Here at Ikonos Analytics, we’ve learned to solve these problems across organizations and distilled best practices into the Integrated Analytics Framework. The I.A.F. focuses on improving how analytics teams function by defining handoffs and methods to increase impact, quality, and velocity. It’s a blueprint for an analytics team that runs smoothly from idea to production and iteration. The I.A.F. integrates with existing Agile processes while addressing the challenges of Analytics.

The I.A.F. focuses on the core work streams of analytics:

  • Product - managing analytics as a product including prioritizing requests, prototyping, and managing the roadmap.
  • Impact - ensuring on the business and return on investment with rigorous benefit definition and tracking.
  • User Design - leveraging the best practices of user-centric design to drive user adoption and benefit.
  • Analysis - managing and structuring the solution development from a Data Science perspective including Exploratory Data Analysis, Validation, and Monitoring.
  • Data - designing, developing, and managing the data pipeline for the model including DataOps.
  • Architecture - defining and evolving the infrastructure and architecture to meet business needs and standards including ModelOps.  

Get Started Today

Here at Ikonos Analytics, we focus on practical results. Now let’s look at how you can get started today. You write out these exercises in one centralized document to help your team get on the same page. Even if your project is in-flight, these can be productive conversations.
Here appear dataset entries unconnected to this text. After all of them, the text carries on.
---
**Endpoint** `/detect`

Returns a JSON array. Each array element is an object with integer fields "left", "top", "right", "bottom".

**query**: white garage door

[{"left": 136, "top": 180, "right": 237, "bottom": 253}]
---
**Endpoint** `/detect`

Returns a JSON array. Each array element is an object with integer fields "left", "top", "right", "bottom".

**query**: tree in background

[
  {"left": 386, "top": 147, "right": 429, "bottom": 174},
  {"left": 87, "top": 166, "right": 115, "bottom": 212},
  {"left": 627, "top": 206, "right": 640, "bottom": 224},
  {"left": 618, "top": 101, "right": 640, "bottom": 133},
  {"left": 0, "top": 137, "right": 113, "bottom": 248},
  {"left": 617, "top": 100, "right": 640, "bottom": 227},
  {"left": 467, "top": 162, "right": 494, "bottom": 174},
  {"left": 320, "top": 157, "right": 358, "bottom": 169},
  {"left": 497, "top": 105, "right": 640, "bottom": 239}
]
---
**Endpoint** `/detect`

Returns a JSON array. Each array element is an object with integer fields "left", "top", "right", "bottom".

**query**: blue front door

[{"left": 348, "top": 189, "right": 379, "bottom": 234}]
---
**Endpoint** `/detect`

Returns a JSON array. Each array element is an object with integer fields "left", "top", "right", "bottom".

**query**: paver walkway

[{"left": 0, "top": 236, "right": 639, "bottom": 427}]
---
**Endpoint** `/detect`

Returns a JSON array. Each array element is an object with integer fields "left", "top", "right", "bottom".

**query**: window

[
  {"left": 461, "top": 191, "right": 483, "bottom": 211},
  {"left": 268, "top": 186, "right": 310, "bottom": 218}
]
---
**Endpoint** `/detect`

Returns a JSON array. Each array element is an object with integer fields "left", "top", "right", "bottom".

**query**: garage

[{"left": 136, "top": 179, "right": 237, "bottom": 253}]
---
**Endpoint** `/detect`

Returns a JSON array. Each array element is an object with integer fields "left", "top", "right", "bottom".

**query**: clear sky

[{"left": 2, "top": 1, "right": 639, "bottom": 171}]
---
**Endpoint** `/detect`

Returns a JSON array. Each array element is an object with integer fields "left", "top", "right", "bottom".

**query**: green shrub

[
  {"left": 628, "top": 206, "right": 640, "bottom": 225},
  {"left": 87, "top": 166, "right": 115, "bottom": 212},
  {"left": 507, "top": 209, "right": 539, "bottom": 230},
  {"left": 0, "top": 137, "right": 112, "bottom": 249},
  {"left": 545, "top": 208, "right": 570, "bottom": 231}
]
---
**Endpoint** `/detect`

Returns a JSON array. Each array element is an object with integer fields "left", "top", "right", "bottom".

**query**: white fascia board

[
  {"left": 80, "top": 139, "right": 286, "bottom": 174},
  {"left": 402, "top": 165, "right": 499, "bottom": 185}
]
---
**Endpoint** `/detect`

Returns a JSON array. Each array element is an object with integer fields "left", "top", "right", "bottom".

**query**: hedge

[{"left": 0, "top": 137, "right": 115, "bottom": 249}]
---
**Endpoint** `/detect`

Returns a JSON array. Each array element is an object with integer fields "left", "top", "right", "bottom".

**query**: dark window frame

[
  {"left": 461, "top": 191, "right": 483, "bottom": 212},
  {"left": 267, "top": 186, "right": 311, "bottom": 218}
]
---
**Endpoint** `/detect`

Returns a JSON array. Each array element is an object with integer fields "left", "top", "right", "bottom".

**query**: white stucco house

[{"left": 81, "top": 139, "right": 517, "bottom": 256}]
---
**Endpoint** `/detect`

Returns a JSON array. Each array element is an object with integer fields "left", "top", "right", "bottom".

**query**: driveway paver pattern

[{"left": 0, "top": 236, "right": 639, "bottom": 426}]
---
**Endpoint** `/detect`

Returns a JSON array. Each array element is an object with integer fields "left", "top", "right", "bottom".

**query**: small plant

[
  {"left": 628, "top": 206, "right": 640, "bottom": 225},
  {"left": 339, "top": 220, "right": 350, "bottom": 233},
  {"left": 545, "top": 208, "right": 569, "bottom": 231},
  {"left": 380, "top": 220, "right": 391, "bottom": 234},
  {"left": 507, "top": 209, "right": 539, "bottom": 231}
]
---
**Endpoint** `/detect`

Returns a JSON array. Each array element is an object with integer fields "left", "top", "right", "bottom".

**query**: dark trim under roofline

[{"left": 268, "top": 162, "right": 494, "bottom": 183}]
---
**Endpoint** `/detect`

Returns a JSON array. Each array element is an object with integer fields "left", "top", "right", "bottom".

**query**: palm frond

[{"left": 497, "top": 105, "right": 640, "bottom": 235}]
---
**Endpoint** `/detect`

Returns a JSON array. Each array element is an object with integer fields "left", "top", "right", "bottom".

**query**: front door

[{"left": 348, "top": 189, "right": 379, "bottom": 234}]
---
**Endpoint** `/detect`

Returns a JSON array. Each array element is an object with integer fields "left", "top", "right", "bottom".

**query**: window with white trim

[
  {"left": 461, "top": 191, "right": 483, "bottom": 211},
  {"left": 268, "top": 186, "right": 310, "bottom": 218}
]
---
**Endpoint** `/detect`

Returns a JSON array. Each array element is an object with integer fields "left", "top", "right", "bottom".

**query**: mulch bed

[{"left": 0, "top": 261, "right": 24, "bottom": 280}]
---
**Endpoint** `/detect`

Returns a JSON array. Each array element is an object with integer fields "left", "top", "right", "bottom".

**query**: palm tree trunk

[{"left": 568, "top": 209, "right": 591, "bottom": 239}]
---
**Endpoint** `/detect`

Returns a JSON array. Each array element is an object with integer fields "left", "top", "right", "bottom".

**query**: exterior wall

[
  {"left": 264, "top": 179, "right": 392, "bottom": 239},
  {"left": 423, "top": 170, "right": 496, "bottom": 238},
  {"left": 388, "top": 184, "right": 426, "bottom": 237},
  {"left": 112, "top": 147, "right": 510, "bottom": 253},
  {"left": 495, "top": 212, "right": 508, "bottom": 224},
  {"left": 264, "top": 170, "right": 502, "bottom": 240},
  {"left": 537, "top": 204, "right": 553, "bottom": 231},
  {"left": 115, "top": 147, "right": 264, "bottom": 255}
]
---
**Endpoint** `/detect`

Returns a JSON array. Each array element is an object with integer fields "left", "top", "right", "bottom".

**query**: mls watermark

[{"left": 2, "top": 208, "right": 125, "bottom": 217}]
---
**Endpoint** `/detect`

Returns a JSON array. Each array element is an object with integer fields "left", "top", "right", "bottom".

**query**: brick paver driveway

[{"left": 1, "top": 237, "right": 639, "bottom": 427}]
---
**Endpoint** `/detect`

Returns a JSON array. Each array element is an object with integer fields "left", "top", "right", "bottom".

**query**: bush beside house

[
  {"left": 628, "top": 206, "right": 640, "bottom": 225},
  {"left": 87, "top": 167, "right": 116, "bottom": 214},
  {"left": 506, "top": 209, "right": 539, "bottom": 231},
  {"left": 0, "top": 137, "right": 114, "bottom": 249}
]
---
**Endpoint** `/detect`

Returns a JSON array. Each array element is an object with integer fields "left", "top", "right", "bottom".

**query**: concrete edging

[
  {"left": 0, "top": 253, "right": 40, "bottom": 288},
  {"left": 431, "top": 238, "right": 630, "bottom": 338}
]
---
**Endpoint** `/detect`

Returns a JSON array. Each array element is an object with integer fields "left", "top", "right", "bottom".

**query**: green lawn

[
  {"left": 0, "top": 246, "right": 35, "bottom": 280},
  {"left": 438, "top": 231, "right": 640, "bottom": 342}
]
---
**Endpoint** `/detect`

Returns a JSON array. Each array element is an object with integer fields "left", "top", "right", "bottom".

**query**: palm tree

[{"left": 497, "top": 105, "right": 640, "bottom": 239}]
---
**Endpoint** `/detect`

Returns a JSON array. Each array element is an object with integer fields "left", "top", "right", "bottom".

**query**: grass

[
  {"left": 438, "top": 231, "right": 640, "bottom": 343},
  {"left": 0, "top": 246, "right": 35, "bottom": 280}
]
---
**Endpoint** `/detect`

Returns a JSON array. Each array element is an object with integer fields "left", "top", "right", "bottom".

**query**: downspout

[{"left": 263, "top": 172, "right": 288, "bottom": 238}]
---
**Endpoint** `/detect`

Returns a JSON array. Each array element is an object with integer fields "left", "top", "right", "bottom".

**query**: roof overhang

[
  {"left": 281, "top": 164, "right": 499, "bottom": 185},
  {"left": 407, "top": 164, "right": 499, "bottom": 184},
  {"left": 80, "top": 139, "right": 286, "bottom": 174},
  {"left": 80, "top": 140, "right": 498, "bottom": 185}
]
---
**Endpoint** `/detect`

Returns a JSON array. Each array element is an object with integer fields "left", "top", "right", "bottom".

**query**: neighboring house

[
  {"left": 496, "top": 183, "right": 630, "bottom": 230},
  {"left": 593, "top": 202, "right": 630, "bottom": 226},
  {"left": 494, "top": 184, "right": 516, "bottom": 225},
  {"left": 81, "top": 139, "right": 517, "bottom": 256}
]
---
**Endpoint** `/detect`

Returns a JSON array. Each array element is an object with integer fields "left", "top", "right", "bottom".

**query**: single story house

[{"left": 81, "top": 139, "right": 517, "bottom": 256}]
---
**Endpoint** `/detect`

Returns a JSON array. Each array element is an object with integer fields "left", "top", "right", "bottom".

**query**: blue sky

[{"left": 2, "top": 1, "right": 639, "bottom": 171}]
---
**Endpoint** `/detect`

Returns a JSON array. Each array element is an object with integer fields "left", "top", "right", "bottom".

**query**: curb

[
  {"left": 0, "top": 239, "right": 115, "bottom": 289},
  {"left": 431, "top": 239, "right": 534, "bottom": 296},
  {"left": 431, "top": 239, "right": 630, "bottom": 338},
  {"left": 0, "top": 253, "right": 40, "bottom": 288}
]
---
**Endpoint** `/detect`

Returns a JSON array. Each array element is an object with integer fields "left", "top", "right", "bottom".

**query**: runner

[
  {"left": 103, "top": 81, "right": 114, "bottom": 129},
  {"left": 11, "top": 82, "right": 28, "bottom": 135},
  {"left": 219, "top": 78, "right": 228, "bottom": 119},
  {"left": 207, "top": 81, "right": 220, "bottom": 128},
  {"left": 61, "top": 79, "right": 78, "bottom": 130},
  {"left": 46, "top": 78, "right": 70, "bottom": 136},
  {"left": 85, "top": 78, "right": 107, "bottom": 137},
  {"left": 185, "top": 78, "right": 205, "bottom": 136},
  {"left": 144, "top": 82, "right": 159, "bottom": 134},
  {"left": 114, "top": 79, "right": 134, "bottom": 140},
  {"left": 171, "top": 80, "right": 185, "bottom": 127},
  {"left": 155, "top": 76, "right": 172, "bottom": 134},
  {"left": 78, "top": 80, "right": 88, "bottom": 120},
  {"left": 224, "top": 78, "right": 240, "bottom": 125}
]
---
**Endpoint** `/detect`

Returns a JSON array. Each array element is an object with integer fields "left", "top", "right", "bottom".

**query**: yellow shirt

Write out the requirements and business case for the projects the team is working on. Write out the coming features or functionality planned for the solution. Have your business stakeholder review them.


Write out the metrics your analytic solution aims to increase. What is the key performance indicator it changes (customer retention, quality defect rate, time savings, etc.)? Write out how these metrics are calculated and tracked over time.  

User Design

Write out the user personas for your solution. Who are they and why do they use your product? How do you collect feedback? What do you do with feedback from users?


Collect your research and documentation for how the solution is developed. Link to your Notebooks and the data sets and views you used. Organizing these assets will really help your fellow data scientists/ analysts see how awesome you are.


Draw out the data pipeline and write out the various data sources. Link to the git repo where the ETL code for the data pipeline is stored.  Note the latency requirements.